Below you'll find examples of Cedana in use. The intention is to represent the breadth of applications and systems that can be enabled by using it.

Deploying a Jupyter Notebook

You want to run a jupyter notebook in a cloud environment, taking advantage of GPU resources.

A sample job.yml file for this would look like:

    instance_specs:
vram_gb: 8
gpu: "NVIDIA"

work_dir: "work_dir"

setup:
run:
- "sudo apt-get update && sudo apt-get install -y python3-pip python3-dev"
- "pip install jupyter"

task:
run:
- "jupyter notebook --port 8080"

Calling cedana-cli run job.yml spins up the optimal instance for you (see Optimizer FAQ for more details).

Say you plan on walking away from the jupyter notebook for the night, and don't want to spend $20x8h (~cost of an A100 on AWS) for wasted compute time. To checkpoint your process to exactly as it is, you can run:

    cedana-cli commune checkpoint -j JOBID 

This sits on our managed blob storage, which you can use to restore onto a fresh instance and continue working using:

    cedana-cli restore job -j JOBID 

which pulls the latest checkpoint and restores it onto a new instance.

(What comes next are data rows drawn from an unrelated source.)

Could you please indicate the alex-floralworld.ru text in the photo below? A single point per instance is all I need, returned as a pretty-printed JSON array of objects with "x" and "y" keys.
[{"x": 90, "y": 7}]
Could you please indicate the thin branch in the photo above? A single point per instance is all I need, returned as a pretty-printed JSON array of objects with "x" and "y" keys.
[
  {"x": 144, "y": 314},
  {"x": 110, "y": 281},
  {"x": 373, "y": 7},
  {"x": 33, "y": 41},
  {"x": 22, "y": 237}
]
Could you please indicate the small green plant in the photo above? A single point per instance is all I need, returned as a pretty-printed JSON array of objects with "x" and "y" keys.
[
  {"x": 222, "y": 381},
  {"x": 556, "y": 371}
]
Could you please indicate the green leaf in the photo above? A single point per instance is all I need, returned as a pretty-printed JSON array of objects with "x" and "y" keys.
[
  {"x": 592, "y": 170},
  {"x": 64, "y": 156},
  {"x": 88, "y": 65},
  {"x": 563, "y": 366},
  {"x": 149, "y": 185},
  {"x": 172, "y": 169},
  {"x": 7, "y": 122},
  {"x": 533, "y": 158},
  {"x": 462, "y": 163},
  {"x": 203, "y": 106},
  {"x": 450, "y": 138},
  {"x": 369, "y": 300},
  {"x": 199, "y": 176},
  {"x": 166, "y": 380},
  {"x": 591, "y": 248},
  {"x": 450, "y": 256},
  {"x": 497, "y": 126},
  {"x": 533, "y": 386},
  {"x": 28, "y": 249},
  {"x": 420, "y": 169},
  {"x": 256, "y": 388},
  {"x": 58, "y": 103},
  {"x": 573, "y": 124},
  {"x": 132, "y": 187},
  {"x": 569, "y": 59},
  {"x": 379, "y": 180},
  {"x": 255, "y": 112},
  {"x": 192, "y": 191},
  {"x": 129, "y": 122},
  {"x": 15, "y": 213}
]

Running llama.cpp inference

Running a llama.cpp inference server using Cedana is even easier. To quickly get started:

    git clone https://github.com/ggerganov/llama.cpp
cd llama.cpp

Download weights and store them in llama.cpp/models/Check out this link for guides on how to get the LLaMA weights.

Assuming you've prepared the data as instructed by the llama.ccp README, you can either push the entire folder during the instance setup process (not recommended, would take a long time to move 20+GB over the wire) or trim the models folder to just hold the quantized model.

Your models folder should look like this:

    |-- models
| |-- 7B
| | |-- ggml-model-q4_0.bin
| | `-- params.json
| |-- ggml-vocab.bin
| |-- tokenizer.model
| `-- tokenizer_checklist.chk

With this, spinning up inference is super simple on Cedana:

    instance_specs:
max_price_usd_hour: 1.0
memory_gb: 16

work_dir: "llama.cpp" # assuming models dir is populated w/ only a quantized ggml model

setup:
run:
- "cd llama.cpp && make -j" # might have to make again if a different arch
task:
run:
- "cd llama.cpp && ./server -m models/7B/ggml-model-q4_0.bin -c 2048" # if we've sent a quantized model already over ssh, can just start the server

Once spun up (using cedana-cli run llama_7b.yml) you have an inference server running in the cloud - on a spot instance that's managed for you.